Navigating TTS's Pitfalls
Text-to-speech (TTS) technology has experienced exceptional advances in the past few years. It has improved to the point that, when used properly, it is difficult to differentiate TTS output from a recorded prompt.
While there are definite benefits to using a TTS engine, such as reduced operating costs and increased speed to market, this technology is complex and, therefore, requires additional care and feeding. One essential element of TTS’s care and feeding that is frequently overlooked is the original input data. Bad data continues to be the one Achilles’ heel that impacts TTS’s audibility. One of the largest contributing factors to failed TTS implementations is inconsistent and/or poor data, which can lead to inaudible word pronunciations and, in turn, impact self-service throughput rates.

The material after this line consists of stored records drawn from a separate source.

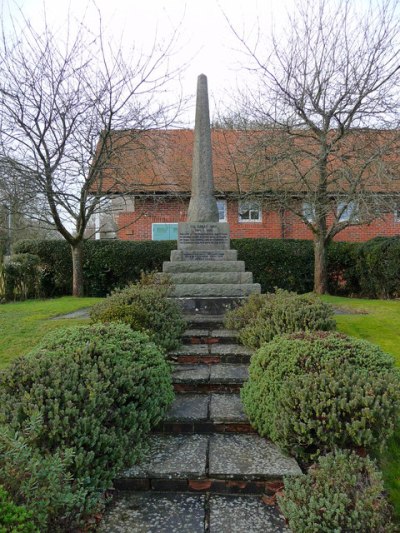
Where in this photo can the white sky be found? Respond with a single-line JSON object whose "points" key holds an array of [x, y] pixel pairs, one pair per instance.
{"points": [[206, 43]]}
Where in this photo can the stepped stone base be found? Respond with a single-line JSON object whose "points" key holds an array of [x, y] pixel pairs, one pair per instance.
{"points": [[204, 266], [211, 306], [194, 513]]}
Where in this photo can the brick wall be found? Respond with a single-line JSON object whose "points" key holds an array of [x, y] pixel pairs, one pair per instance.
{"points": [[137, 225]]}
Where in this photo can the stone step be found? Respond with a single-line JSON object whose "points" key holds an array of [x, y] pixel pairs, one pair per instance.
{"points": [[224, 377], [203, 266], [211, 354], [217, 463], [202, 413], [209, 305], [209, 336], [191, 513], [211, 278], [216, 289]]}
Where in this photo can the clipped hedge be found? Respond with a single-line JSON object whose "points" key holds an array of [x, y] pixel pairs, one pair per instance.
{"points": [[263, 316], [14, 518], [287, 264], [41, 481], [312, 392], [377, 267], [145, 307], [343, 492], [99, 390]]}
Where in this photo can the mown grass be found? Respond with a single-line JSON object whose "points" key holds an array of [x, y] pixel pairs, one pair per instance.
{"points": [[378, 321], [23, 324]]}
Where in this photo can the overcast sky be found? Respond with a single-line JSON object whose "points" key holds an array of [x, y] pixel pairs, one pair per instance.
{"points": [[206, 43]]}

Some of the potential data issues you may encounter include:
• Misspellings: One of the most common issues that causes problems with TTS engines is misspelled words. The best way to head off this issue is to correct spelling errors during data entry using spell-checking software. Unfortunately, by the time this issue is discovered, some, if not all, of the data has usually already been entered. If this is the case, then the issue can be resolved in several ways. A technique commonly used to overcome misspelled words is to create an alternate spelling in the user dictionary. Using this method, misspelled words are remapped to the correct spelling, allowing the system to speak the misspelled words correctly. Another, yet more complex solution, is to create an on-the-fly editor that reviews inserted text before it is read and replaces the misspelled word with the correct spelling.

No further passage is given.